In another embodiment, the skin cream and serum contains 5 wt % tranexamic acid, 4 wt % niacinamide, 0.20 wt % phytic acid, 2.5 wt % cysteamine hydrochloride, 1 wt % plankton extract, 1 wt % lecithin, 1 wt % Arabidopsis thaliana extract, 1 wt % micrococcus lysate, 0.01 wt % a combination of one or more of sh-polypeptide-62, sh-polypeptide-1, sh-polypeptide-11, sh-polypeptide-31, acetyl octapeptide-17 amide, sh-oligopeptide-2, sh-polypeptide-10, and acetyl sh-oligopeptide-77, and 1 wt % tetrapeptide-30. Other ingredients may include a base solvent (e.g., 60 wt %), emulsifiers (e.g., 7 wt %), emollients (e.g., 2 wt %), skin moisturizing compounds (e.g., 6.2 wt %), emulsion thickeners (5 wt %), odor masking agents (e.g., 2 wt %), chelating agents (e.g., 0.1 wt %), and preservatives (e.g., 1 wt %). In a preferred embodiment, the base solvent is water; emulsifiers include glyceryl stearate citrate, cetearyl alcohol; glyceryl caprylate, hydrogenated lecithin, C12-16 alcohols, or palmitic acid; emollients include seed oil, skin moisturizing compounds include tocopherol, vegetable oil, glycerin, or oat beta glucan; and chelating agents include trisodium dicarboxymethyl alaninate.

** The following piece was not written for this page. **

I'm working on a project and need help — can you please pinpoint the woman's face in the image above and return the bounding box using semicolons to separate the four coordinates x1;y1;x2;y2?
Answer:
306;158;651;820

Serums and creams having the compositions described above may be applied to areas to be treated via either a microchanneling process, or topically, or both, as indicated, such as once or twice per day, for improving skin hyperpigmentation.

The term “about” when used with a corresponding numeric value refers to +20% of the numeric value, typically ±10% of the numeric value, often ±5% of the numeric value, and most often ±2% of the numeric value. In some embodiments, the term “about” can be taken as exactly indicating the actual numerical value.

Various modifications and additions can be made without departing from the spirit and scope of this disclosure. Features of each of the various embodiments described above may be combined with features of other described embodiments as appropriate in order to provide a multiplicity of feature combinations in associated new embodiments. Furthermore, while the foregoing describes a number of separate embodiments, what has been described herein is merely illustrative of the application of the principles of the present disclosure. Additionally, although particular methods herein may be illustrated and/or described as being performed in a specific order, the ordering is highly variable within ordinary skill to achieve aspects of the present disclosure. Accordingly, this description is meant to be taken only by way of example, and not to otherwise limit the scope of this invention.